Auf die Plätze, fertig, los
… so könnte eine Kurzzusammenfassung der elementaren Vorgänge lauten, die bei der Kommunikation zwischen Nervenzellen auftreten. Für die Übertragung von Signalen zwischen den Zellen sorgen chemische Botenstoffe, genannt Neurotransmitter. Sie sind innerhalb der Nervenzellen in kleinen Bläschen, den Vesikeln, gespeichert. Solche Vesikel schwimmen aber normalerweise frei in der Zelle herum und würden daher viel zu lange brauchen, um die Botenstoffe für die Signalweiterleitung an die Zellwand zu bringen. Daher docken frisch mit Botenstoff gefüllte Nervenvesikel zuvor an die Zellwand an („Auf die Plätze!“), um dort auf den Startschuss für eine Entleerung der Botenstoffe zu warten („fertig!“). Sobald der Startschuss in Form eines chemischen Signals kommt („los!“) reißen die Vesikel zusammen mit der Zellwand auf und schütten sofort Botenstoffe in die Zellumgebung aus. Von den Nachbarzellen werden diese Stoffe dann aufgenommen und erkannt. Das Andocken in die „Startposition“ ist daher von elementarer Wichtigkeit, damit das Denken und Fühlen schnell und effizient ablaufen kann. Da es aber bisher sehr schwer war, diesen Zwischenzustand kurz vor dem Startschuss zu beobachten, war bisher unbekannt, wie der Startschuss genau aussieht und kontrolliert wird.
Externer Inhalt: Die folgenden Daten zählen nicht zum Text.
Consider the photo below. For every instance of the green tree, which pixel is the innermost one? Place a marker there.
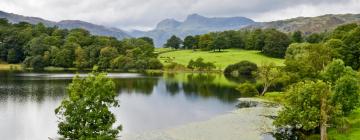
(63, 58)
(247, 89)
(107, 54)
(81, 58)
(255, 40)
(199, 64)
(345, 82)
(218, 43)
(86, 114)
(268, 73)
(297, 37)
(148, 40)
(307, 107)
(306, 61)
(276, 43)
(173, 42)
(352, 50)
(314, 38)
(242, 68)
(11, 56)
(189, 42)
(205, 42)
(37, 63)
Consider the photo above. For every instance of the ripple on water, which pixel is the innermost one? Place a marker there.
(71, 75)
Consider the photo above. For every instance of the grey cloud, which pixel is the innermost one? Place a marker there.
(145, 14)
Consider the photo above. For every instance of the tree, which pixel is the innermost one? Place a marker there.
(306, 61)
(199, 64)
(242, 68)
(205, 42)
(148, 40)
(189, 42)
(37, 63)
(314, 38)
(255, 40)
(297, 37)
(307, 107)
(63, 58)
(268, 74)
(345, 82)
(218, 43)
(276, 43)
(86, 114)
(352, 50)
(107, 54)
(173, 42)
(247, 89)
(81, 58)
(11, 57)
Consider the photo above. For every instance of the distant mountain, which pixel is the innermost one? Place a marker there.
(196, 24)
(309, 24)
(193, 25)
(68, 24)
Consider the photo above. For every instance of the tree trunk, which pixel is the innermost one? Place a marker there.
(323, 118)
(323, 132)
(264, 90)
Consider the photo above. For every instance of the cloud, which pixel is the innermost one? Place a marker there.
(144, 14)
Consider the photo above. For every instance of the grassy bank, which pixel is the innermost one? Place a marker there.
(351, 133)
(11, 67)
(220, 59)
Fusion nach dem Reißverschlussprinzip
Prof. Peter Jomo Walla und Prof. Reinhard Jahn, die beide Arbeitsgruppen für Biophysikalische Chemie an der TU Braunschweig bzw. am Max-Planck-Institut in Göttingen leiten, sind nun den Mechanismen des Denkens und Fühlens ein wesentliches Stück näher gekommen, da sie eine neue Methode entwickelt haben, mit der sie den Moment vor dem Startschuss sowie die zeitlichen Abläufe des nervlichen Wettlaufs genau beobachten können. Die Wissenschaftler haben Vesikel farbig markiert und können sehr viele von ihnen unter einem Spezialmikroskop gleichzeitig beobachten. „Mit unserem neuen Verfahren können wir nun gezielt einzelne Biomoleküle hinzugeben oder weglassen und so untersuchen, welche davon wichtig sind und wie die Mechanismen genau ablaufen“, erklärt Prof. Peter Jomo Walla.
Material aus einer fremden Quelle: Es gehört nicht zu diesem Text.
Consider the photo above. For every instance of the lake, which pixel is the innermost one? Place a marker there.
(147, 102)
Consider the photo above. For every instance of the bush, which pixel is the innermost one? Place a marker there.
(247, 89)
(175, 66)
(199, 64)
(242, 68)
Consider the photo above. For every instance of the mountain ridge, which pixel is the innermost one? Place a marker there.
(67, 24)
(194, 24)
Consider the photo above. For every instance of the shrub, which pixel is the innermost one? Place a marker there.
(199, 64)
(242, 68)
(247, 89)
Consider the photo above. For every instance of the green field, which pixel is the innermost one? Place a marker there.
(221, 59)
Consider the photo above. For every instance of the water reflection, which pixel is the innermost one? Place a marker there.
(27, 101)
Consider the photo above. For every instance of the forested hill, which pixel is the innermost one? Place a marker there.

Zunächst werden die Vesikel mit Proteinen wie mit kleinen Klammern an die Zellwand geheftet. Erst, wenn an dieser Stelle ein Nervenreiz von außen auftrifft, zum Beispiel in Form einer höheren Konzentration von Kalziumionen, löst dies die entscheidende Reaktion aus: Die Membran (Außenhaut) des Vesikels vereinigt sich blitzschnell mit der Zellmembran, und das Vesikel stülpt seinen Inhalt nach außen. Das Ganze geschieht innerhalb von Sekundenbruchteilen und spielt sich in Größenordnungen von nur wenigen Nanometern ab.
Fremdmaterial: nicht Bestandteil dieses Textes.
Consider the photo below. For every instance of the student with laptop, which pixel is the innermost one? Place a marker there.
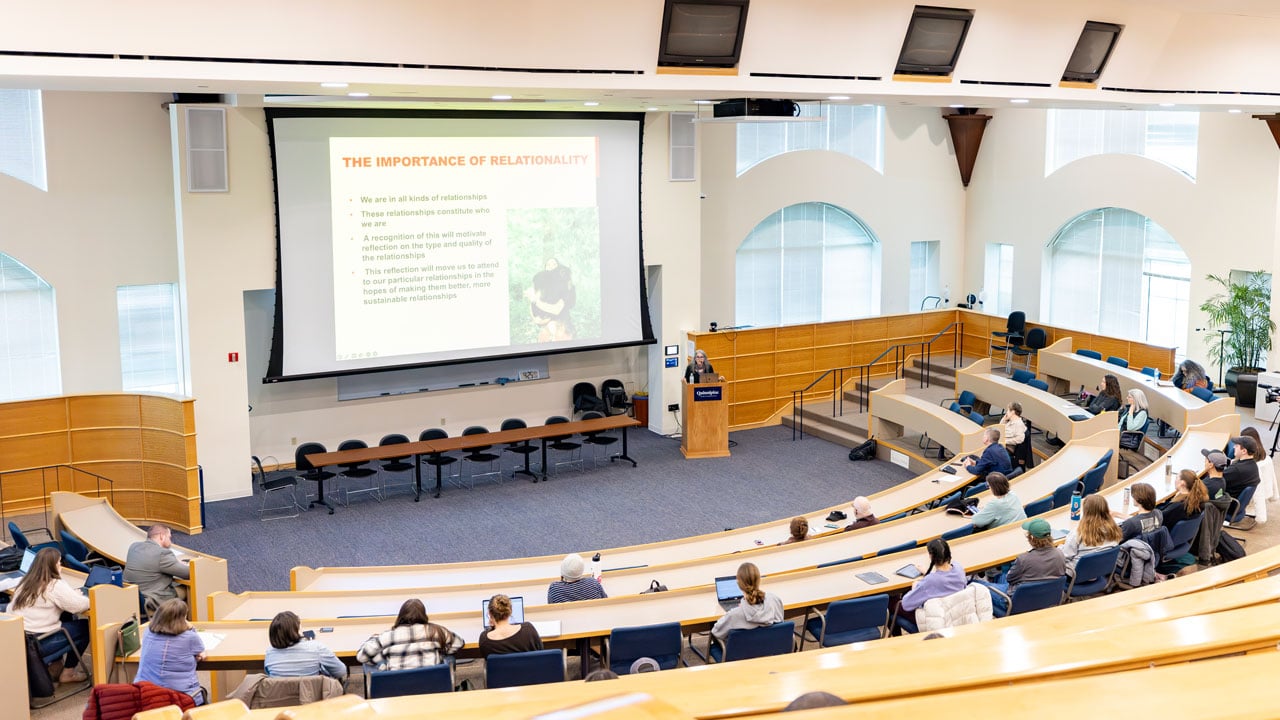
(414, 641)
(503, 634)
(40, 598)
(755, 607)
„Das kann man sich vorstellen wie bei einem Reißverschluss, der den Stoff auf der einen Seite gezielt öffnet und dann mit einem anderen Stück Stoff verbindet“, erläutert Walla. „Bisher wurde meist nur beobachtet, wie das System vor und nach der Ausschüttung aussieht – sozusagen der Läufer vorher in der Umkleidekabine und nachher auf dem Siegerpodest. Aber um die Mechanismen wirklich zu verstehen, ist natürlich der Moment kurz vor dem Startschuss entscheidend. Mit unserer neuen Methode können wir dies nun ganz einfach erkennen und herausfinden, wie der Mann mit der Pistole wirklich aussieht und wie der Läufer startet.“ (TU Braunschweig)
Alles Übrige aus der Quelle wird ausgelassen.